Tim Reason is a staff writer at CFO.
Thinner and Phatter
In lieu of lavish annual reports, many smaller companies issue so-called 10-K wraps, consisting of merely the 10-K document with a chairman's letter attached. On the heels of its dismal performance in 2001, Natick, Massachusetts-based Cognex Corp. — famous for its irreverent annual reports — produced its "10K Rap," replete with hip-hop phrases and photos of CEO Robert Shillman dressed as a gangsta rapper. "Yo, Yo, Yo," began Shillman's letter to shareholders, "why spend a whole lot of money just to report to you that we lost a whole lot of money? It just don't make cents!"
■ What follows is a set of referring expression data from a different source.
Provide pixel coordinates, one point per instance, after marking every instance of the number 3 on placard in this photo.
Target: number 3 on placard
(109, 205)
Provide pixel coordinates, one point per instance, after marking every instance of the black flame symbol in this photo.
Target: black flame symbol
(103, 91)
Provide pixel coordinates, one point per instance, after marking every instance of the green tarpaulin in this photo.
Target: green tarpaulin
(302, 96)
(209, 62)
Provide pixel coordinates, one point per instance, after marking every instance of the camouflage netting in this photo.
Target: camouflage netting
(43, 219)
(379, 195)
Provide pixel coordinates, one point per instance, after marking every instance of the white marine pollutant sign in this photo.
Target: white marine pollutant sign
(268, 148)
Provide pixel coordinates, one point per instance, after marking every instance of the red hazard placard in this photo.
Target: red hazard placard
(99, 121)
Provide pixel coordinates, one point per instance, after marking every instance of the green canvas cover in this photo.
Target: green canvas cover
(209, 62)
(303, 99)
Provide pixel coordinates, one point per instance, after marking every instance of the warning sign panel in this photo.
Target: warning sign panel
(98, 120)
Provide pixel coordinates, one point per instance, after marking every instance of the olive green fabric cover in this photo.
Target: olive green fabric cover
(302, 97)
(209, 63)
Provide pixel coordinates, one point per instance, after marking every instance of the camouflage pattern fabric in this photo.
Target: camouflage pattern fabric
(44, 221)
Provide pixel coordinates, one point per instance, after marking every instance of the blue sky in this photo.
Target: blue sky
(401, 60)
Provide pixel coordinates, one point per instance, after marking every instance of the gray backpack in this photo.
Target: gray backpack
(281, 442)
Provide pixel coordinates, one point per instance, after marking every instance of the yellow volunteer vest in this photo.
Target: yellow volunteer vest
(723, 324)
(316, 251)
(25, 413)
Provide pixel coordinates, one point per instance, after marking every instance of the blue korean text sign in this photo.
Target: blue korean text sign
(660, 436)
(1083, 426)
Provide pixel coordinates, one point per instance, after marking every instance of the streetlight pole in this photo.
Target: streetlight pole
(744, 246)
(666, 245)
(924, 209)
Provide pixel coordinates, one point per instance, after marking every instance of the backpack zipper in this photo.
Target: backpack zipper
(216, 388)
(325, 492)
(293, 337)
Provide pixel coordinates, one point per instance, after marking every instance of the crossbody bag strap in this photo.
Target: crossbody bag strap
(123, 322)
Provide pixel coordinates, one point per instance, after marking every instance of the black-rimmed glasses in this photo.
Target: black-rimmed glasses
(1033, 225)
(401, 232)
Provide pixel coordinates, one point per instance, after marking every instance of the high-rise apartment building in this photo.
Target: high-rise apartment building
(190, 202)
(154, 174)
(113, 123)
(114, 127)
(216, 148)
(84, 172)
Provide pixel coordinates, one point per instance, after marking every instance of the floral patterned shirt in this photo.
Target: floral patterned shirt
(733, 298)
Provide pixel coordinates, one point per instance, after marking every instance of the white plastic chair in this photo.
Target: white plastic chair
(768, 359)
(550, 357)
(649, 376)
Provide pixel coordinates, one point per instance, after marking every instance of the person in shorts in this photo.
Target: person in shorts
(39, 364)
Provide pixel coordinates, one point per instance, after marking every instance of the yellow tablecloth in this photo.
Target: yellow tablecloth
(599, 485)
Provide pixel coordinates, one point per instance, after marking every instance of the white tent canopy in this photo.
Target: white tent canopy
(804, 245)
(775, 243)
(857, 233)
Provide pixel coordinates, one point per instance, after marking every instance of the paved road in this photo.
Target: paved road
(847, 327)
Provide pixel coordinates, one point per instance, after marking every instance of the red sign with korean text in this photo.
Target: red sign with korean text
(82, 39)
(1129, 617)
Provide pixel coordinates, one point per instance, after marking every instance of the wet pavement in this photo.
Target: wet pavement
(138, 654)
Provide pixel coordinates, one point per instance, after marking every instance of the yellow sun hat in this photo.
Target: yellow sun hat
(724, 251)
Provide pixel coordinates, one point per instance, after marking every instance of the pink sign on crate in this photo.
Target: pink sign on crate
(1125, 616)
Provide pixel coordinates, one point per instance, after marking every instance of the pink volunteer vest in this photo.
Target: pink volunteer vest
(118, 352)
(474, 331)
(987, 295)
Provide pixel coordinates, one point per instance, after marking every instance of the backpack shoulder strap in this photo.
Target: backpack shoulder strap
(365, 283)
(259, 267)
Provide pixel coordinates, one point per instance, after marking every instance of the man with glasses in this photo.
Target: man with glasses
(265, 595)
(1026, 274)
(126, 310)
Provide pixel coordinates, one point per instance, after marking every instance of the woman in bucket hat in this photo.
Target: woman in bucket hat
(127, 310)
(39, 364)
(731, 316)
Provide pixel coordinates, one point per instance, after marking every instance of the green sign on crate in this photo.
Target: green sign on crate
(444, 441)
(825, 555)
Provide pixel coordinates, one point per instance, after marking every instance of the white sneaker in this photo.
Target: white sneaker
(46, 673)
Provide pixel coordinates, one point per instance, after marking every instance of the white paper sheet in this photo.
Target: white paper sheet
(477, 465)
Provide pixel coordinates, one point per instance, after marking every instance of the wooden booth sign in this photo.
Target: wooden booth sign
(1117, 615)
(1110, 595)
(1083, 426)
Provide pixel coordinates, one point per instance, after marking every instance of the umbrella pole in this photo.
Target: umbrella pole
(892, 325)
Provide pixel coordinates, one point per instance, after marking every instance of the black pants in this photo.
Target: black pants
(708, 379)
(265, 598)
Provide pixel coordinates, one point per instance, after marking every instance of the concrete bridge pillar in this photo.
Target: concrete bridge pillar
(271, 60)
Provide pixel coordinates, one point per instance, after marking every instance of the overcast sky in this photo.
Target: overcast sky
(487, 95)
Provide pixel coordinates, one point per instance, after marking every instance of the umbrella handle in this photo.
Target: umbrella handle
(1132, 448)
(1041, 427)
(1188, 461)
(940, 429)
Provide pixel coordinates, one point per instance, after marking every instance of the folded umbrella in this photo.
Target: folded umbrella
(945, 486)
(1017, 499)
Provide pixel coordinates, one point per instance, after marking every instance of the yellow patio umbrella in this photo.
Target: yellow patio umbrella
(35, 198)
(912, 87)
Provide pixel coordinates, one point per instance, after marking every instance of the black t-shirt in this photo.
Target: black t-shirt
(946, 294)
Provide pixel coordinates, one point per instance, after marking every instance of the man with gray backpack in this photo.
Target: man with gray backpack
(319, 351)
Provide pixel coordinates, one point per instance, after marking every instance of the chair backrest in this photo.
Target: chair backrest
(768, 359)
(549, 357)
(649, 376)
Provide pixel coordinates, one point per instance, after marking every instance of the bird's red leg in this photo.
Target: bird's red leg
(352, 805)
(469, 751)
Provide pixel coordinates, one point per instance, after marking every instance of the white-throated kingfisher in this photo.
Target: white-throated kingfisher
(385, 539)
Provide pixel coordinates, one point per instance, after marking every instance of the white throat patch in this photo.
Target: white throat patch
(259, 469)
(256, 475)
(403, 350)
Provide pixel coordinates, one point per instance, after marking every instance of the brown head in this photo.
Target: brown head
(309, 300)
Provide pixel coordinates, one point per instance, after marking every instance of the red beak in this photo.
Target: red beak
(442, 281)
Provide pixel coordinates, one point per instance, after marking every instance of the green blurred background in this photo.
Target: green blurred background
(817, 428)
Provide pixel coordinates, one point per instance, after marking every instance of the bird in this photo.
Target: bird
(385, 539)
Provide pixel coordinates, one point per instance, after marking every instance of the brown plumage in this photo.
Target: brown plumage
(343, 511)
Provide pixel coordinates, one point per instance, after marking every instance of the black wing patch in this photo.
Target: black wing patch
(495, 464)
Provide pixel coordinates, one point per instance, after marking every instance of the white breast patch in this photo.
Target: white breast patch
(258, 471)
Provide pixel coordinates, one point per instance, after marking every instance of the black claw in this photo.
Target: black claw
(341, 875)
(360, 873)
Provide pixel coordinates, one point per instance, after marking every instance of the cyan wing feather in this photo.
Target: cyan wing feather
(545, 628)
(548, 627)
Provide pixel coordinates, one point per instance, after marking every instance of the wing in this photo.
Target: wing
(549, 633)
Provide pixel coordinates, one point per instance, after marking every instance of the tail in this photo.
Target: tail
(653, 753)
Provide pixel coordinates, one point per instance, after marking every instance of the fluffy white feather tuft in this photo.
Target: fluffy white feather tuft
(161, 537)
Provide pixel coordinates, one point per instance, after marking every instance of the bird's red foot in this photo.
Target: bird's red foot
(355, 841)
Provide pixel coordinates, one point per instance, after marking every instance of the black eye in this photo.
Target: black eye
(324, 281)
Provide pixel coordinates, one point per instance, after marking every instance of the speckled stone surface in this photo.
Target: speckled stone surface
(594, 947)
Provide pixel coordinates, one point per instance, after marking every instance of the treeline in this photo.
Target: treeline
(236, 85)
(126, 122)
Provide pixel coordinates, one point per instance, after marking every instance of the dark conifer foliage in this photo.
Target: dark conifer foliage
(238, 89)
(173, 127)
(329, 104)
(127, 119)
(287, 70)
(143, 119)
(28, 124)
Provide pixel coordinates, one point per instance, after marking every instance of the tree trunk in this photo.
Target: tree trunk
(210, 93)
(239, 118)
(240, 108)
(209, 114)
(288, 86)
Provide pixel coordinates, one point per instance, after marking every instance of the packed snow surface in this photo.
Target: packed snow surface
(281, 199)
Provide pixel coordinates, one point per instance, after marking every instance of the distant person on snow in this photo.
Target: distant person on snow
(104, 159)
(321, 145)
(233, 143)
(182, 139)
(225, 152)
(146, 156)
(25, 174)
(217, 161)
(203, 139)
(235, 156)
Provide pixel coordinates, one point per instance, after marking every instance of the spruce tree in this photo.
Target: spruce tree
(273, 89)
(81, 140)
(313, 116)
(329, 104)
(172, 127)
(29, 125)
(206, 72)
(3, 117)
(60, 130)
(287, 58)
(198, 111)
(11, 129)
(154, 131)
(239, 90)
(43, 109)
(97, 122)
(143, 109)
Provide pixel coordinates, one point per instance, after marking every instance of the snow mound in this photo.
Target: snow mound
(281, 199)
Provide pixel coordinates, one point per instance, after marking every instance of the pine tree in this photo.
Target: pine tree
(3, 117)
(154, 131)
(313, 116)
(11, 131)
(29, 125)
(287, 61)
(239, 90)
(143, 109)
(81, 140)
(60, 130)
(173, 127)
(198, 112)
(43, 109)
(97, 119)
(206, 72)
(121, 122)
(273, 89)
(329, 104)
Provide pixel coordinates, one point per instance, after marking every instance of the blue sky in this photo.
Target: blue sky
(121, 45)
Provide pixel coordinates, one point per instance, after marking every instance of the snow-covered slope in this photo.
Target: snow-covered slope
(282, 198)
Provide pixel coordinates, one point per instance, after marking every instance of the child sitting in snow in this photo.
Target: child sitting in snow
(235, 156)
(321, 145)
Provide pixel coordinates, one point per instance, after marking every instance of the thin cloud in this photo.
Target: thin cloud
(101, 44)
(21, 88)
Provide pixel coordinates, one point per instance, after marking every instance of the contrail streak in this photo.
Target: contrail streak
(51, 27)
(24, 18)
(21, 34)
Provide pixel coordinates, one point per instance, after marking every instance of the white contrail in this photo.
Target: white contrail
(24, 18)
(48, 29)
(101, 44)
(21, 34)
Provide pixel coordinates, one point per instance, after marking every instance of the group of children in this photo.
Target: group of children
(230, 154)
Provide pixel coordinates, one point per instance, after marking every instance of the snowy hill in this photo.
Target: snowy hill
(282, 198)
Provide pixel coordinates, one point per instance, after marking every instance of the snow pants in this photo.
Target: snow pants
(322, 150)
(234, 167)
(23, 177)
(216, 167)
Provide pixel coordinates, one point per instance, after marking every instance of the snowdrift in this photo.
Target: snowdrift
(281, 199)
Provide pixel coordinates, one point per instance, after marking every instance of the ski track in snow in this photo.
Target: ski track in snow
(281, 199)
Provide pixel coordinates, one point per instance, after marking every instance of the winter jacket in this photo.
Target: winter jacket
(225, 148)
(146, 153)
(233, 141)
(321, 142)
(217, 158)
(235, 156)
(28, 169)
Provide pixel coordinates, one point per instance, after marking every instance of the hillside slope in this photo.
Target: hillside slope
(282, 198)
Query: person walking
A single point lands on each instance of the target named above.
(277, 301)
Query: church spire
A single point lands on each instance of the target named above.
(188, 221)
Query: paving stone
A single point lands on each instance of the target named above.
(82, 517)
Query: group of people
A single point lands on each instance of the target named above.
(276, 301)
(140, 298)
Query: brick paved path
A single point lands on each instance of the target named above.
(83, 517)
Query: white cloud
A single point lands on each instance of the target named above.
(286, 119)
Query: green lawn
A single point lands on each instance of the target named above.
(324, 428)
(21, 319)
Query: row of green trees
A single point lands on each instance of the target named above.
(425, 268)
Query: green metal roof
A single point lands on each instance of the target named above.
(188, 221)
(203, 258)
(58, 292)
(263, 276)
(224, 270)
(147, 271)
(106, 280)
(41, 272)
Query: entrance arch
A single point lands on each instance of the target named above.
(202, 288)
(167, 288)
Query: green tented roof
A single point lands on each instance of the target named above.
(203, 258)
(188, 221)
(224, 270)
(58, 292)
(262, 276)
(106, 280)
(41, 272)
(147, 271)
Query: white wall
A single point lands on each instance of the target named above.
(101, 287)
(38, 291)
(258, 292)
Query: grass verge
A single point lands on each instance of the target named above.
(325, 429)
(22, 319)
Although incurably tongue-in-cheek, Shillman is serious about cutting costs. At $28,000, this year's report cost about a dollar per copy to produce (although Cognex's puckish reports have become something of a collector's item, forcing the company to print many more copies than their shareholders would need). A few years ago, Cognex spent just 21 cents per copy on what it proudly billed as "The World's Cheapest Annual Report."
"An annual report is a waste of time," says Shillman, who notes that the information usually has been posted on the Web for months by the time the report mails. How does CFO Richard Morin feel about Cognex's take on the annual report? "He's a starchy kind of guy," says Shillman, "but his sense of humor has improved since he has joined Cognex." —T.R.